There are just two. one is a long haired ginger which i've named Hairy and a short haired ginger named Slick

they are both really wild. one i caught in a cat trap but when i called the animal control they said they would put him to sleep as soon as i brought him in, so i let him go. I didn't have the heart to take him in to die!
Well I havn't seen Hairy since then, i think he comes to the porch at night to eat. (Because i leave food out for them)

well Slick is more tame. i come out the door sometimes and he's out there, but he won't let you come near him. he'll sit in the yard and watch you. I've been trying to tame them for about a year now, so that i could find them a home.

I'm not in a hurry because they are both quite healthy for being wild.
However, now that my kitten is in heat, its quite annoying having them out there meowing. 

What are some things that i could do to make them like me a little more quickly?

thanks


----------



## Jeanie (Jun 18, 2003)

I think it would be best to get in touch with an agency that spays/neuters/releases feral cats. There are many, wherever you live. There is a list in the sticky at the top of this forum. I would also suggest you get in touch with alleycatallies.com, and do a search on Google.

Of course you'll have to be very careful to keep your female from getting outside. Don't overlook the fact that the tom cats will be trying to get into your house, also! Your female is old enough to get spayed ASAP, so that's your first priority.

After your female is spayed and the toms are neutered, you can encourage the feral cats by putting food out for them, and gradually moving it closer to you. Please come back for more help with that after they are neutered. 

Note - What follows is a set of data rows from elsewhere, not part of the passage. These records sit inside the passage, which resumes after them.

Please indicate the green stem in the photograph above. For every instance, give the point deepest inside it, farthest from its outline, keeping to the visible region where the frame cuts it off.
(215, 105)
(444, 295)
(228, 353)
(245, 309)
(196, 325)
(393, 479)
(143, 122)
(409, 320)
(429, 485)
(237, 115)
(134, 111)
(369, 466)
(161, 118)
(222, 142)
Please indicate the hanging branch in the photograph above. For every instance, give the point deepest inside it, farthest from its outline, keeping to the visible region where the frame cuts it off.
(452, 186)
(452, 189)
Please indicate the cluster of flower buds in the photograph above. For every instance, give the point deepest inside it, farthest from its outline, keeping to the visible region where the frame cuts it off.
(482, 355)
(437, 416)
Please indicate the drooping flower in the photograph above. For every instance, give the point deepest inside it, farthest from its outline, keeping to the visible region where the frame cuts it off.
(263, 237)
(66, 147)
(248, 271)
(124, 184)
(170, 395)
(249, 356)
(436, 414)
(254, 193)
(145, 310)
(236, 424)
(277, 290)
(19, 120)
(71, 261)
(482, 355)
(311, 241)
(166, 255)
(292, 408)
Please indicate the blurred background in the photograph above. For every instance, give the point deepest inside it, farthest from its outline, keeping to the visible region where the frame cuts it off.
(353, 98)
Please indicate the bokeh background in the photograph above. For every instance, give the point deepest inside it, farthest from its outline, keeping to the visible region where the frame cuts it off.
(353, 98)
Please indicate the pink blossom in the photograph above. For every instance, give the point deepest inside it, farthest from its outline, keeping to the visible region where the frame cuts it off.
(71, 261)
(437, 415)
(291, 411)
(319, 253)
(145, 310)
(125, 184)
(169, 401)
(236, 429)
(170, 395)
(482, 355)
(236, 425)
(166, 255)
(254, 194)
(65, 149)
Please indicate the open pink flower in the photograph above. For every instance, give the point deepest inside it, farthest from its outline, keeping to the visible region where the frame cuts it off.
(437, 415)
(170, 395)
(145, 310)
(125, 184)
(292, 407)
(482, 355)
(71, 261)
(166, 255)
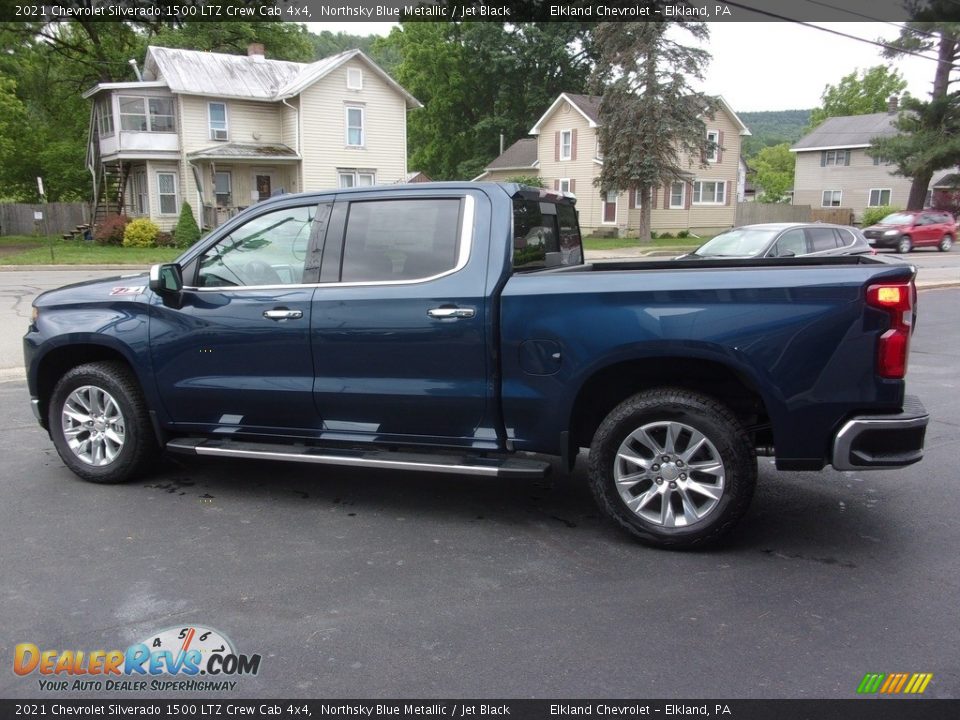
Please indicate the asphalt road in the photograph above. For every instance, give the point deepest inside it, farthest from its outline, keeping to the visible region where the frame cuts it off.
(360, 584)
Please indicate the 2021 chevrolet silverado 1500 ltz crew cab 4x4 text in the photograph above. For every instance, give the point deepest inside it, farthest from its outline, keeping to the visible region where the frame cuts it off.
(455, 327)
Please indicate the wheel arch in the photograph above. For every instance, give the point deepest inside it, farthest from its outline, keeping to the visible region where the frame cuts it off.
(57, 361)
(608, 386)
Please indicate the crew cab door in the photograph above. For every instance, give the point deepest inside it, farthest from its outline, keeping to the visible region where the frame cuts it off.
(401, 320)
(233, 354)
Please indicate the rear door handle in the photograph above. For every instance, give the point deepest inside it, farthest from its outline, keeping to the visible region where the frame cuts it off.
(443, 313)
(283, 314)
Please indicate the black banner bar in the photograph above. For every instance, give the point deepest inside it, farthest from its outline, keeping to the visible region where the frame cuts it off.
(469, 10)
(204, 709)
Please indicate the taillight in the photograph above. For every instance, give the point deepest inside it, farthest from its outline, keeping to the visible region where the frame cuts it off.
(896, 299)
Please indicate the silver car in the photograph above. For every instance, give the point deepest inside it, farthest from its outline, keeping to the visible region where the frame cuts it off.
(783, 240)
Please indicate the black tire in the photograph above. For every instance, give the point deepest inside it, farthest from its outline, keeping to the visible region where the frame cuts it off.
(726, 442)
(126, 417)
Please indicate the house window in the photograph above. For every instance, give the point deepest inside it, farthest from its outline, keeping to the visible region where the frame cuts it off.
(835, 157)
(161, 114)
(709, 192)
(831, 198)
(167, 192)
(356, 178)
(566, 144)
(713, 140)
(104, 119)
(678, 195)
(878, 197)
(222, 188)
(139, 114)
(354, 79)
(217, 115)
(355, 133)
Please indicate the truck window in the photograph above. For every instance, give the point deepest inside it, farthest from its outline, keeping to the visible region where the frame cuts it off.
(401, 239)
(268, 250)
(545, 235)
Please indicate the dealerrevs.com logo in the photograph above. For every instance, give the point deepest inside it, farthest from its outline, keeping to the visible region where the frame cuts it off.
(176, 659)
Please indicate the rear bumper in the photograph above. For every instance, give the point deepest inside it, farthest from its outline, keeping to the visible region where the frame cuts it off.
(879, 442)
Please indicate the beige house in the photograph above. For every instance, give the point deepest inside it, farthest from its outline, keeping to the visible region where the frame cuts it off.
(225, 131)
(834, 170)
(568, 158)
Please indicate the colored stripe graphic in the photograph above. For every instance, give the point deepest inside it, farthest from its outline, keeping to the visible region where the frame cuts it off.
(894, 683)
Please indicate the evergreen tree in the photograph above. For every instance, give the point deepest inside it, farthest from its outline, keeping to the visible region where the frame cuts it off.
(652, 129)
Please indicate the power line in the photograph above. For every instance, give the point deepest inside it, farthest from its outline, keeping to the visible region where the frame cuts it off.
(886, 46)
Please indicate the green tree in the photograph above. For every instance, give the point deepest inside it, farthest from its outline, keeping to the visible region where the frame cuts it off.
(652, 129)
(773, 172)
(860, 93)
(929, 137)
(478, 80)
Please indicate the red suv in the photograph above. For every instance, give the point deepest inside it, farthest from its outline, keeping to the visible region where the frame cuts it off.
(914, 228)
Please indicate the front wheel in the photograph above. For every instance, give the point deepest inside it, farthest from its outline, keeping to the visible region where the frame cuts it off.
(673, 467)
(99, 423)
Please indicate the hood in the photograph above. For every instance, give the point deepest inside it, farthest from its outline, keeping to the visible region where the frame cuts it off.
(128, 288)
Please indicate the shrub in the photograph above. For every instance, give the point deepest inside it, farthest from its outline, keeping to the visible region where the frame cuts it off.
(872, 216)
(110, 231)
(142, 232)
(187, 231)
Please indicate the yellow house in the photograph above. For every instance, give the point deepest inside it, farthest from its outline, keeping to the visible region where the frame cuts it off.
(225, 131)
(568, 158)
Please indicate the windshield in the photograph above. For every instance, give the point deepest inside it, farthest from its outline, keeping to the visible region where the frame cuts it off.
(739, 242)
(897, 219)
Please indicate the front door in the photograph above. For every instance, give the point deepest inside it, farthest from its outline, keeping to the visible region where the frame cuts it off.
(235, 354)
(400, 341)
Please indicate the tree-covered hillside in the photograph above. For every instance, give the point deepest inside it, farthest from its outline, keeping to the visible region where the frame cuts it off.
(772, 128)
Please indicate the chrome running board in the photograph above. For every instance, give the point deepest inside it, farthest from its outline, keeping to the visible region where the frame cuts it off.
(373, 459)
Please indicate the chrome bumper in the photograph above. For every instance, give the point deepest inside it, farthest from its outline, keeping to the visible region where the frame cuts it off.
(881, 442)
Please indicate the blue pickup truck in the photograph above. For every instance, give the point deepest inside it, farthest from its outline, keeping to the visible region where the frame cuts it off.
(454, 327)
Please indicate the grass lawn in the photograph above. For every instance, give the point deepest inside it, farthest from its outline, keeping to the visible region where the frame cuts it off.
(594, 243)
(31, 250)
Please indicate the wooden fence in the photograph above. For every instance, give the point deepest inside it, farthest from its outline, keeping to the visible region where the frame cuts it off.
(58, 218)
(754, 213)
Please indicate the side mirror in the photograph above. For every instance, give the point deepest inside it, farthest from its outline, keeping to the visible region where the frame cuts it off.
(166, 279)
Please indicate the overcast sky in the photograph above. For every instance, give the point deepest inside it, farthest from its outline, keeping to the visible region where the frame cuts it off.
(771, 66)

I appreciate your kindness in wanting to save the lives of these two ferals. In the meantime, I would call the vet and schedule your own kitten for spaying. She will come in season again, almost immediately, if not spayed. I wish you the very best. Keep in touch, please.


----------



## flash77x (Jul 10, 2005)

thats pretty wierd i have seen 2 ginger cats around my neighborhood too where do you live? lol.


----------